I followed the recipe from Baking Bites, making a few adjustments along the way. All the recipes on that blog are just amazing and fail-safe.
Biscotti are easy to make. And if I’m saying that, let me tell you, its really very easy. You mix all the dough ingredients together, shape into a 1/2″ thick rectangle and bake. Remove the baked log, cut into strips, turn the strips over onto their side and bake again. Now remove and turn the strips over onto their other side and bake again. There is not much more to it. Absolutely perfect biscotti.
(recipe adapted from Baking Bites)
I got about 14 biscotti, but maybe I should’ve cut them thinner?
1 1/8 cups All-Purpose Flour
1 tbsp Cocoa Powder
1/4 tsp Baking Powder
1/4 tsp Baking Soda
1/4 tsp Salt
1/2 cup Sugar
1/4 cup Nutella
1/4 cup Chocolate Chips
Preheat oven to 180 deg C.
Sieve all the dry ingredients together (that is, the flour, baking powder, baking soda, salt and cocoa powder).
In a separate bowl, whip the eggs in an electric blender until frothy.
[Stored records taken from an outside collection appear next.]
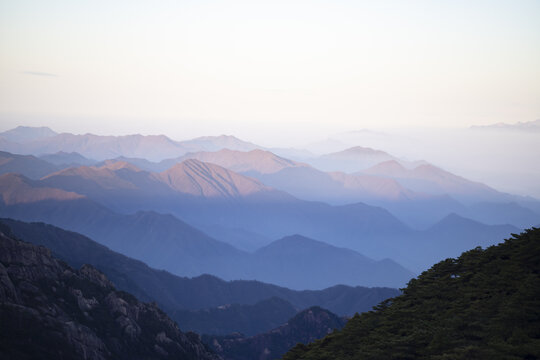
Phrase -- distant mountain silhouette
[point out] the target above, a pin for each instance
(204, 294)
(25, 134)
(369, 230)
(237, 318)
(215, 143)
(64, 159)
(351, 160)
(433, 180)
(165, 242)
(17, 189)
(482, 305)
(285, 261)
(27, 165)
(38, 141)
(306, 327)
(527, 126)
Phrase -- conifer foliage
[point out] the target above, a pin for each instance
(483, 305)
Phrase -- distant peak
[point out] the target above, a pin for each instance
(119, 164)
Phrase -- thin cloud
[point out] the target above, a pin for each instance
(37, 73)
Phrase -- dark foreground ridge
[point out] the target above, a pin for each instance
(50, 311)
(307, 326)
(483, 305)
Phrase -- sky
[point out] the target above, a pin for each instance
(281, 71)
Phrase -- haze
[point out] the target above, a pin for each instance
(285, 73)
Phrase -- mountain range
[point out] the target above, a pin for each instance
(220, 198)
(306, 327)
(205, 303)
(482, 305)
(50, 311)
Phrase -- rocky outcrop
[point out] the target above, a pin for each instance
(51, 311)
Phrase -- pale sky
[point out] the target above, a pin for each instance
(260, 69)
Add the sugar and beat again. And the nutella and beat. Now fold the flour mixture into the egg mixture until just combined. Fold in the chocolate chips. Since I’d used the same number of eggs, but halved the other ingredients, my batter was runny, and I couldn’t shape it. So I poured the batter into a small rectangular baking pan and hoped for the best.
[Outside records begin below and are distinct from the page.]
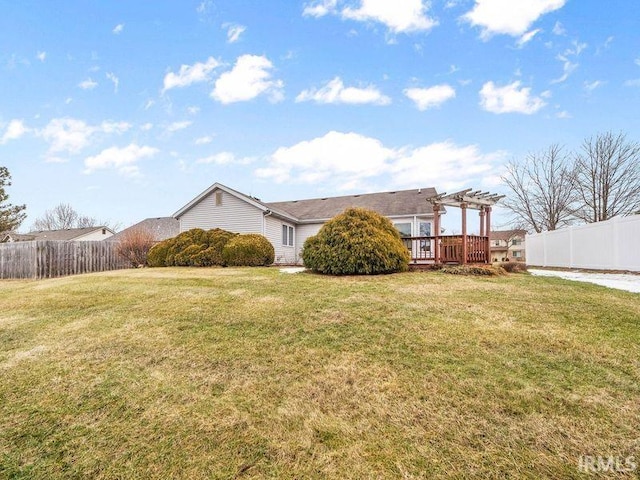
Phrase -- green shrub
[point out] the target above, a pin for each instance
(194, 248)
(157, 256)
(479, 270)
(250, 250)
(356, 242)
Bake for 25 minutes. Remove from oven and turn the oven down to 150 deg C. I took out what resembled a crumbly cake. Using a serrated knife, I cut the cake into long strips. Turn the strips over onto their side, arrange on the baking sheet and bake for 12 minutes. Turn the biscotti onto the other side and bake for a further 12 minutes.
Remove from oven and cool completely on a wire rack. You could also dip the biscotti into melted chocolate to get a triple chocolate effect. Or you could add nuts, orange peel… the possibilities are endless with biscotti. I cant wait to try other variations. But I know that I’ll never need another recipe. This one was perfect!